When we arrived in America at the end of 1941, John von Neumann, who had been told by Dénes König that I was coming, came to our house to greet us and spent an entire afternoon with me. This was very kind of him, especially if you consider, and I just found this out later, that he was very busy with his work for the war effort. Fate later had it that we spent many summers together at Los Alamos. He had an enormous effect on my life. I believe that some people are born with a gift for mathematics, just as in music. It is very easy to recognize the difference between someone who is tone deaf, but interested in music, and someone like Mozart, Schubert, or Mendelssohn, who already at an early age, demonstrates that he understands music in an entirely different way. Of course, intellectual development is also important for any talent. It was certainly very important for Mozart that his father travelled with him to many foreign places and exposed him to different types of traditional music. I was very fortunate in this respect as I started with the Hungarian tradition, having Dénes König and Rózsa Péter among my mentors, and followed this with the German tradition in America. In Los Alamos I was exposed to the physics tradition and was lucky to have the opportunity to work with computers from their infancy.

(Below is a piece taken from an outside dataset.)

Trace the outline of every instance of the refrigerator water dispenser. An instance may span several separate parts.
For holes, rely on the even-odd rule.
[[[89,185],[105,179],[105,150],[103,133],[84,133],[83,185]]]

Mathematics is a very rich field that requires a life of study, and the earlier we start, the better. Only reading or studying does not fit in well with most people's temperaments, and is not sufficient. As mathematics is not passive, but rather active, I have the most reverence for those problems that need certain theoretical concepts in order to solve them. The problems can be very difficult, they can look impossible to solve, but if a solution is found, it is unbelievably worthwhile. Of course these are not problems that are out of reach for high school students. I find that there is a tradition of problems that are appropriate for high school students and then there are those that are too difficult. We have to reformulate those that appeared too difficult yesterday, and we will see that we are able to explain them so that they are understood by high school students. A journal should have articles like these."